Quantitatively and Qualitatively, Data+ and Its Affiliated Programs Are Big Hits

Quantitatively and Qualitatively, Data+ and Its Affiliated Programs Are Big Hits

Of all the things that make college students anxious, now you can add ghost cars to the list.

Not haunted, unoccupied moving vehicles, Flying Dutchman style. “Ghost cars” is a term Duke Parking & Transportation (DPT) uses to define cars that enter or leave parking lots when the gates are up, like during a football game or evening event. The gate sensors don’t record them both entering and exiting, which causes problems in keeping an accurate count of the cars using a lot.

A few summers ago, DPT asked a group of students participating in the Data+ program to help predict hourly occupation in parking facilities so that permit holders could be proactively redirected if a lot was full. Team members analyzed data collected from gate sensors and were flummoxed by results showing negative numbers of cars in certain lots. They presented this finding to DPT, which responded, Yeah, sure. Ghost cars.

A student speaking to a room of politicians
A Data+ team presents their findings to the Durham City Council.

Once that was cleared up, it was a simple matter of resetting the counters overnight to correct for the spectral Subarus and phantom Priuses. But at the end of the summer with the project winding down, DPT got anxious: the students’ work was coming along so well, DPT wanted to keep them longer so the students could work on other parking projects. This quandary was also resolved quickly when they hired the team for work study during the school year. Eventually, DPT realized an ongoing need for this type of work and created a data analytics position shared with the Duke Office of Information Technology — a need illuminated by the work of undergraduate students.

Stories like this are plentiful in Data+ lore. When the 10-week summer research program for Duke undergraduates began in 2015 it was apparent immediately that students learned valuable real-world lessons, and that campus, governmental and industry partners benefited greatly from the students’ work. Soon, it was clear that Data+ was also beneficial for faculty, who could apply the program’s hands-on research methods in their own work and even their curriculum. And it was great for graduate students who directed projects, because they got team leadership experience that can be difficult to come by. It’s a rare quadruple win.

“You can go to many universities and they’ll teach you the same kind of tools,” says Robert Calderbank, the Charles S. Sydnor Distinguished Professor of Computer Science and founder and director of Duke’s big-data unit, the Rhodes Information Initiative. “Data+ gives you an opportunity to integrate those tools and learn new things in a just-in-time way, so that when you graduate from Duke, you’re actually ready to hit the ground running.”

Since I've never participated in research before, especially not research this independently oriented, the main thing I've gained from this experience is confidence. I have a much better understanding of my own capabilities, and I honestly feel much less intimidated by the idea of pursuing research, not just in data science.

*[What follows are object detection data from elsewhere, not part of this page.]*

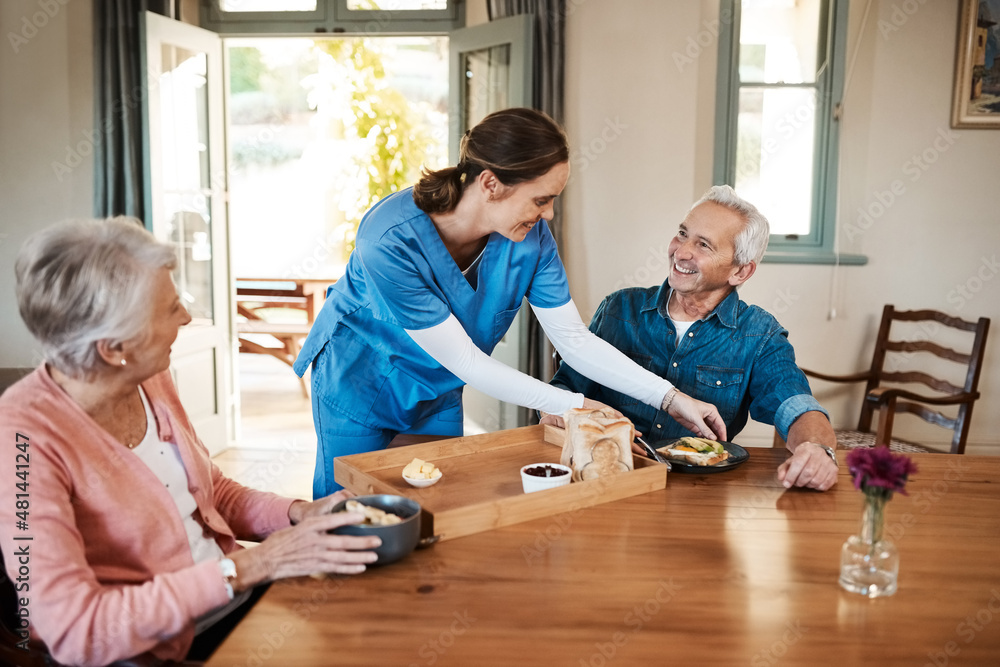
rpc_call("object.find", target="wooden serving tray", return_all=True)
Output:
[333,425,667,541]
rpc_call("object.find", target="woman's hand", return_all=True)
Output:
[667,390,726,441]
[229,506,382,592]
[288,489,354,526]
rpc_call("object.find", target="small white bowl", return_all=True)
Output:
[403,475,444,489]
[521,463,573,493]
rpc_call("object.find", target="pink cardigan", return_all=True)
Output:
[0,364,293,665]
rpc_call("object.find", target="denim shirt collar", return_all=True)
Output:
[640,280,740,329]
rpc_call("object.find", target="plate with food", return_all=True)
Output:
[654,437,750,475]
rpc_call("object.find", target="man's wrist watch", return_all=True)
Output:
[812,442,840,468]
[219,558,236,600]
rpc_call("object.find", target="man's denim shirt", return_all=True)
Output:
[552,282,829,441]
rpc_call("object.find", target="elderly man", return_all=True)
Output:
[543,185,837,491]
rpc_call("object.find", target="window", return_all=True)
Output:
[201,0,465,37]
[714,0,865,264]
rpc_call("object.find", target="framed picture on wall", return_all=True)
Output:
[951,0,1000,128]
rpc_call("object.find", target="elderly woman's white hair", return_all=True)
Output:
[691,185,771,266]
[14,217,177,378]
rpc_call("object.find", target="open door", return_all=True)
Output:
[143,12,235,455]
[448,14,534,433]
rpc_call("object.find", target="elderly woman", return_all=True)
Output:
[0,219,379,665]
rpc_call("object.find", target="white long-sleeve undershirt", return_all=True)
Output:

— Donald Pepka, senior, math, political science and creative writing

Broadly Applicable

There is no shortage of Duke undergrads in engineering, computer science, math and statistics interested in exploring data-driven approaches to interdisciplinary challenges. On small Data+ teams, they learn how to marshal, analyze and visualize data while gaining broad exposure to the world of data science. And the variety and quality of opportunities are mind-blowing: developing computational tools to entice children to eat healthy food; creating visualizations to show the effects of urban and agricultural land use on rivers; and even predicting mechanical failures to help the Air Force keep its fleet of F-15E Strike Eagle fighter jets flying. Working on a team with people from different disciplines and mastering the latest data analytics skills — while producing a detailed report of the project’s results for a faculty member or real-world client — are résumé builders in any technical field.

“Not only are partner companies raving about the results our students are producing for them, participants in Data+ continue to land high-profile internships and career opportunities after graduation,” says Ravi Bellamkonda, Vinik Dean of the Pratt School of Engineering. “Data+ is one of the signature programs we’re using to ensure all of our students are comfortable with data since it will be an integral skill for engineers of the future.”

Perhaps the most surprising thing about Data+ is how applicable it is across the humanities. Astrid Giugni, a lecturing fellow of English, was an early adopter of Data+ and has used it to conduct projects as varied as understanding the narrative created by thousands of photojournalistic depictions of Syrian refugees, to applying a computational approach to the intellectual history of consumerism. Data analysis is great at combing through massive amounts of text ­— ancient or modern — as a way to identify primary and secondary themes and contextualize those themes with contemporary math, science and history.

A group of students working together at a table
Working in diverse groups is a key to Data+.

“One of the hardest things to do is to make students pay close attention to text,” Giugni says, “because it’s difficult to deal with the nuance of a different time period, a different culture and the history. Working with the students in Data+, I saw that their interest in attentive readings grew even as they worked on computational, large-scale text analysis.”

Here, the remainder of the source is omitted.